How do I share personal information by post?
- If you are sending sensitive personal data (For example, accident forms), use a ‘tracked service’ such as special delivery.
How should I download personal information?
- If you do need to download an electronic list on to a laptop or a tablet where you can’t access GO, make sure the document is password-protected.
- Printing GO data should only be done when necessary, for example if your meeting hall has no WIFI access and you can’t use a laptop or tablet.
- If you print documents from GO you must keep them secure.
- Remember also to delete the downloaded copy of the data when it is no longer needed. Check you don’t have a duplicate of the data in the downloads folder on your computer.
- If you share your computer or other device with anyone then you must make sure they cannot access Girlguiding data. If you collect personal data on an account shared with a family member for example, and they read the personal data you collected, you have caused a data breach.
At local levels of Girlguiding, we need to keep personal data where we are required to do so by law. There is only a minimum amount of personal data which needs to be kept by units. This includes unit financial records and risk assessments.

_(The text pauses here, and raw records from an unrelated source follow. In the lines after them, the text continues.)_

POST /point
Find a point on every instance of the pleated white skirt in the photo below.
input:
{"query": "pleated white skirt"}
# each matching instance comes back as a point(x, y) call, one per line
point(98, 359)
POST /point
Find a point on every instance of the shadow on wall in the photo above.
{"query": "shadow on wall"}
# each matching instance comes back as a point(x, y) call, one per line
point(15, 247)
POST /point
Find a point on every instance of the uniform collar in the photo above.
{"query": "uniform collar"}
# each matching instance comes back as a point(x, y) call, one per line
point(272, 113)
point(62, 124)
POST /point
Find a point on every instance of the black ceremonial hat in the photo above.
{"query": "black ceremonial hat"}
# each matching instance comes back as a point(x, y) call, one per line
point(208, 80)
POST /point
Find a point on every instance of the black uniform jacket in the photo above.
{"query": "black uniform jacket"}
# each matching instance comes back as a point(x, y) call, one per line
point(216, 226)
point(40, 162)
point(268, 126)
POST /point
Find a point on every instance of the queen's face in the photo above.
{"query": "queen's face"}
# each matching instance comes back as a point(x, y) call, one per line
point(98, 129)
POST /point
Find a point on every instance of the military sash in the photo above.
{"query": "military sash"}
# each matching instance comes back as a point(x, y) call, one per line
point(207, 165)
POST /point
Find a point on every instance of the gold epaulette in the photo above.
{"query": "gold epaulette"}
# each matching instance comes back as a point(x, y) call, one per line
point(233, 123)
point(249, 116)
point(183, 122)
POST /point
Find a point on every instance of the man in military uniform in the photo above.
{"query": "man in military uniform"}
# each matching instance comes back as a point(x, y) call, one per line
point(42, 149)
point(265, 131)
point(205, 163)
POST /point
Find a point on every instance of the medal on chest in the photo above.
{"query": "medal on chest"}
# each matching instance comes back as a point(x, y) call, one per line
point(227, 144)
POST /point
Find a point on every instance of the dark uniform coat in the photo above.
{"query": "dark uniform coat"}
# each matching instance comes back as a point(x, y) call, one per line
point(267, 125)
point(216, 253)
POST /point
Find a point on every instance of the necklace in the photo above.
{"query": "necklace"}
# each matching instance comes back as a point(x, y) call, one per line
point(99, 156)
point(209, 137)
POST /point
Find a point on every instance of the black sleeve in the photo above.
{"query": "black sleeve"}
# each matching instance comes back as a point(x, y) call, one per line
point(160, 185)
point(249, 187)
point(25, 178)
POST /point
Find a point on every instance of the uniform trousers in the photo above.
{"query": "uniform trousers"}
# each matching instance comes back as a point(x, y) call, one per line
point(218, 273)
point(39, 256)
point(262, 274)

For information on how long to keep forms, check out the unit retention schedule.
How do I destroy forms?
As forms are designed for a specific purpose, when that purpose is finished you must securely destroy the form by shredding or ripping it so that it could not be put back together and read.
Using electronic devices
You may process Girlguiding personal information on your personal devices such as smartphones and tablets. If copies of data (such as email attachments) are stored on many different devices, there’s an increased risk that it’ll become out-of-date or inaccurate over time. There’s also an increased risk that it’ll be retained for longer than necessary because it’s difficult to keep track of copies. It is important to regularly review and delete the data that is held on devices.
- Make sure that devices are password protected
- Regularly delete the information on the device if it is no longer needed
- If the device is lost or stolen, can you remotely locate it and wipe the data?
- Be aware of automatic updates to cloud storage and delete documents regularly.
Girlguiding policies and procedures are reviewed and updated from time to time as part of a review cycle.